Book Review #5: Novel Writing

Novel Writing, a Writer’s Digest Yearbook, is 72 jam-packed pages of great information.

“Questions and Quandaries” answers a couple of FAQ such as the typical word counts for short stories (1,500 – 30,000 words), novellas (30K-50K) and novels (55K – 300K); and the fact that writing fiction using historical characters is “safe” because defamation of character and invasion of privacy don’t apply to deceased persons—nor can their heirs sue you for either one. (Brian A. Klems)

“Plotting a Novel Group” describes how to get thorough critiques of characters, structure, dialogue, and POV in novel-length works without spending years in the process. (Marie Lamba)

“Write Like Your Literary Heroes” discusses pastiche—the miming of the content and mannerisms of well-known authors. (Mort Castle)

“What’s Hot in Popular Fiction?” discusses the genres of mystery/crime, romance, horror, thriller/suspense, and science fiction/fantasy. (Michael J. Vaughn)

“Where to Begin” considers how to start a novel: the obvious, at the beginning, and the not-so-obvious, a limited dramatic scene, the distant past, the distant future, and right in the middle. (Nancy Kress)

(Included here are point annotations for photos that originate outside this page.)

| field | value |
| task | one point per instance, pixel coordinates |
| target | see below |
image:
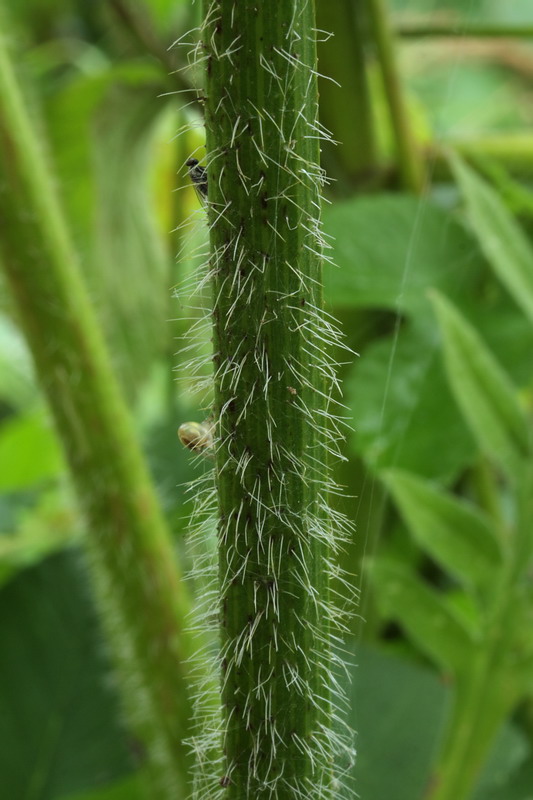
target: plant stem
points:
(464, 30)
(410, 162)
(345, 101)
(133, 565)
(272, 388)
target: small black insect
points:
(198, 176)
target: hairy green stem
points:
(133, 565)
(409, 158)
(273, 381)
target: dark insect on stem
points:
(198, 176)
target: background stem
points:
(273, 382)
(133, 564)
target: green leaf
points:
(398, 711)
(430, 622)
(29, 452)
(46, 527)
(483, 391)
(389, 250)
(452, 532)
(505, 245)
(59, 730)
(406, 417)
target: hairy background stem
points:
(134, 569)
(273, 381)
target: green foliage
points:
(435, 293)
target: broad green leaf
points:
(17, 385)
(389, 250)
(483, 391)
(429, 621)
(103, 128)
(29, 452)
(519, 785)
(45, 528)
(398, 710)
(454, 533)
(406, 417)
(505, 245)
(59, 722)
(127, 789)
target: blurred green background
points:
(119, 118)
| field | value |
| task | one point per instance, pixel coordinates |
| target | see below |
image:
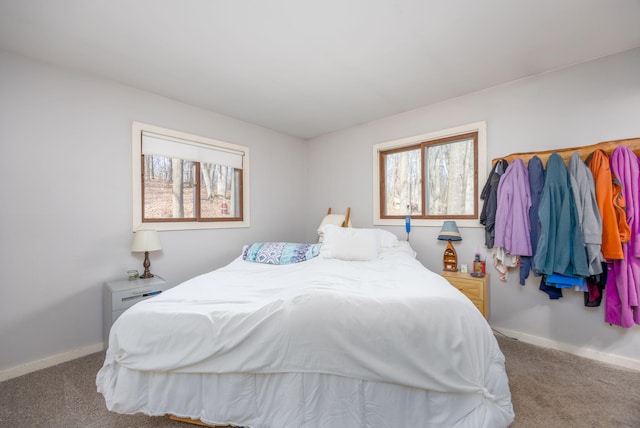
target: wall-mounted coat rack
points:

“Researching Your Historical Novel” lists resources for doing just that: chronologies, guides to everyday life, collections of slang and period words, sheet music collections, cookbooks, travel journals and guides, old magazines, and letters and diaries. (Rosemarie Ostler)

“The Novelist’s Survival Kit” talks about necessary tools for getting started on your book: believing that you have something to say and can say it; notebooks; a way of rewarding yourself for meeting goals; a schedule; formulating a plot and developing characters; refraining from self-doubt; dealing with the urge to procrastinate; not letting research become a form of procrastination as you verify facts; waiting to revise until the second draft; blocking/outlining scenes; and getting the words down—worry about how good they are later. (Jordan E. Rosenfeld)

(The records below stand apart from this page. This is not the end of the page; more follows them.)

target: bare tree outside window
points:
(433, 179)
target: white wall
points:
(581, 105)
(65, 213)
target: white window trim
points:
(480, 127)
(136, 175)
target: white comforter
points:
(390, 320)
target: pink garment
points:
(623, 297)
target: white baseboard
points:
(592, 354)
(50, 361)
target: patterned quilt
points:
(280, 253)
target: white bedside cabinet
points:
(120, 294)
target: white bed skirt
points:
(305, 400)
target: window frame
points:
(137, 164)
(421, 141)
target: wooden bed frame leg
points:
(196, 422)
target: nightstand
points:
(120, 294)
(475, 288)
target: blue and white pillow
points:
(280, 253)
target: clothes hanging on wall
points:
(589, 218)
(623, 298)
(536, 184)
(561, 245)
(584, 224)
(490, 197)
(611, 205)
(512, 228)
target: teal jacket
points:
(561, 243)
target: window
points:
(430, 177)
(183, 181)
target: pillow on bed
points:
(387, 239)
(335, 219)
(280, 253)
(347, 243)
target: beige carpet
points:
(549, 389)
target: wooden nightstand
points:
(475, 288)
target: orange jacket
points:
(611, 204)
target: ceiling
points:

“Getting Your Acts Together” works on understanding the structure of a novel: beginning/opening/decision to act; middle/development/action; end/conclusion/consequences of action. (Ridley Pearson)

To be continued next week: dialogue, POV, pacing, revision, turning a short story into a novel, making characters real, marketing/platform—and Donald Maas’s take on “Status Seekers and Storytellers”.

FTC disclaimer: I have received no remuneration for reviewing this collection.


K9friend said...

Some very good topics there. Sounds like a "best of..." type thing. My favorite!

Anne Marie said...

Wow!!! All of that information in 72 pages???

I need this book!!!

Thanks for the review, Judy!!!

Jordan E. Rosenfeld said...

Thanks for mentioning my article, Judy. I also teach online classes for novelists and memoir writers:

(and if you don't appreciate the self-promotion, I understand if you need to delete my link!!)

Judy said...

Thanks for dropping by, Jordan! I try to be very careful about giving credit for the information I share at The Word Place. And thank you for the link. I will add it to my website www.judynickles.com as a resource. If you'd like for me to include a picture with the link and/or give it a particular title, you can send me a jpeg at writer52001@yahoo.com

nlindabrit said...

Thank you for another interesting review. It sounds as if there is plenty of good info here.

Mary Ricksen said...

Thanks for the tips!

Jana Richards said...

This sounds like a really useful book in a quick, easy to read format. Thanks for telling us about it.